Another pretty big difference is a corrolary to this. With a DataReader, since you don't know how many records you have until you have them - you have to resort to workarounds if you want to give a UI cue as to how many records are encompassed in the query. You can use another SELECT COUNT(*) query or you can loop through your reader. The first method sucks b/c it produces 'unnecessary' overhead. I use quotes on that because it is pretty much necessary in some cases if telling the user how many records returned is important. The other work around is looping through the reader and then counting as you go. But this sucks b/c the user may want to take a different course of action depending on how many rows were returned. But once you eat a record, it's gone.
And speaking to the greater simplicity of DataAdapters, I don't know if I buy that argument wholesale although I would agree that in general, they are easier to use. If I have can't open a connection, something that's always a possibility, I may want to respond differently than if my query is bad, I don't have permission to access a proc or whatever else. So letting an adapter open and close a connection does mean that opening and closing will be handled correctly, if you don't open and close your connections manually, you are going to have to program for exceptions a little differently. Sure, you can just catch xxxException and check the error message, but in some cases, that's a pretty lame way to go about 'handling' not being able to open a database. For instance, you may have a warm standby server that's available that contains all of your lookup data - if your first connection fails to open, you trap the exception and run to the other database - or call a web service, or read an xml file - or whatever. Granted that 99.9% of the time, you probably won't respond like this so I'm probably splitting hairs but figured it was worth mentioning.
Another pretty big difference between the two comes in the form of distributed scenarios. You can't serialize a DataReader so you can't remote it. It's pretty easy to work around in most instances, and I guess proper Service Oriented Architectured apps just provide a facade and return the data - so it's not an issue there becuase your remote object can have a hard reference to your processing handler - but it's something worth considering.
On the other hand, it's VERY easy to whip up a Typed Dataset and fill it with an adapter. As such, a lot of functionality is already created for you. Sure, you can created a strongly typed collection and fill it with a DataREader, but it'll take a little work, a little more than it would to do the same with an Adapter and a strongly typed dataset. Moreover, there is a ton of built in functionality with Datasets, like DataRelation, Dataviews, DataTable.Select, Expression Columns etc. Building all of this into a collection of your own is doable and simple, but it's a pain in the a33. Actually, if you were going to use all of these features and you didn't use a Dataset, you must either be billing by the hour and enjoy bilking your clients - or you're nuts.

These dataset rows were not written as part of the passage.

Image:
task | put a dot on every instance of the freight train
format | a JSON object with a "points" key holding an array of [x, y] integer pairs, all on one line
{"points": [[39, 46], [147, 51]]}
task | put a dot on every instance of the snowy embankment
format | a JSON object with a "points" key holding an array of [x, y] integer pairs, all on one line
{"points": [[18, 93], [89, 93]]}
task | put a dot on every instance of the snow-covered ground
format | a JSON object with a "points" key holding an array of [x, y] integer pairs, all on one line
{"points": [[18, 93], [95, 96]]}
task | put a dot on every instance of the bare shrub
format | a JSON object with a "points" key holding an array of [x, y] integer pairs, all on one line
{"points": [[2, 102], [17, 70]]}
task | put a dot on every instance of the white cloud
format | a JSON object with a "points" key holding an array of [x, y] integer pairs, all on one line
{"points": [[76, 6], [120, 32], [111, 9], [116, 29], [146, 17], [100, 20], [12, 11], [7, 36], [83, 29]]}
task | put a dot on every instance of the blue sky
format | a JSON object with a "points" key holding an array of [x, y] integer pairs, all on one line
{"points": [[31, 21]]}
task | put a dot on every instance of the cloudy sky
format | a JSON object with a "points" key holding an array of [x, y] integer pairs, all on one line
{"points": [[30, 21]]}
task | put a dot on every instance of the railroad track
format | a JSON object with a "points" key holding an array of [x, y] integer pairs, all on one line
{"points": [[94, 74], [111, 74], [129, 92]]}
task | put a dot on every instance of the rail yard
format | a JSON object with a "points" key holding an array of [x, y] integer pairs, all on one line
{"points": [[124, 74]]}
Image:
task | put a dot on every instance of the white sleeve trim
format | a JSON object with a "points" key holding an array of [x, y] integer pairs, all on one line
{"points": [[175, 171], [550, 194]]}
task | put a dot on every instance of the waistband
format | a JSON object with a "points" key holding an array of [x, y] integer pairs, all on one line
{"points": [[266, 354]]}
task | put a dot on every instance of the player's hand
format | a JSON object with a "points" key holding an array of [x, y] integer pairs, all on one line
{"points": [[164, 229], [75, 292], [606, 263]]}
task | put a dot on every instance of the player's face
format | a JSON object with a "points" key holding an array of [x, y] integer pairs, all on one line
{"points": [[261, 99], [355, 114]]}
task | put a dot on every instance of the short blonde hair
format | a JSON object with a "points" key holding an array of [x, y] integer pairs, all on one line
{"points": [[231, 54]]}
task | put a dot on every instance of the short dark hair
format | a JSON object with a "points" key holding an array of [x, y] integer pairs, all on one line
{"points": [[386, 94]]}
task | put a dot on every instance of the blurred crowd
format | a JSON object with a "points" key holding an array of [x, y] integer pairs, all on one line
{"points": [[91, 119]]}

The main time I opt for a reader is when I'm running through a fairly large record set and just need to values I'm processing for a task that's handled onesies twosies. For instance, I recently had a module that needed to write a bunch of data from the database to a text file. In this case, a datareader was ideal because as soon as I wrote the data to the text stream, I didn't need it anymore. These record sets could get really big so just walking through it, writing it to the stream and being done with it made a lot of sense. And for cases where it fits, the DataReader just plain old kicks a33. Other times it's just a bunch of extra code that provides little benefit.
All in all I have to agree with Bill on this one [what else is new] - Performance isn't everything and maintenance and ease of development are every bit as big time issues as performance in most cases.
So which one is 'better'? I'll have to give you the classic MBA response, “It depends” [As an aside, back when I was in grad school - that's the #1 thing most profs emphasized - when asked a question by a client, that answer is always “It depends”. It makes for a fine answer in the coding world as well.]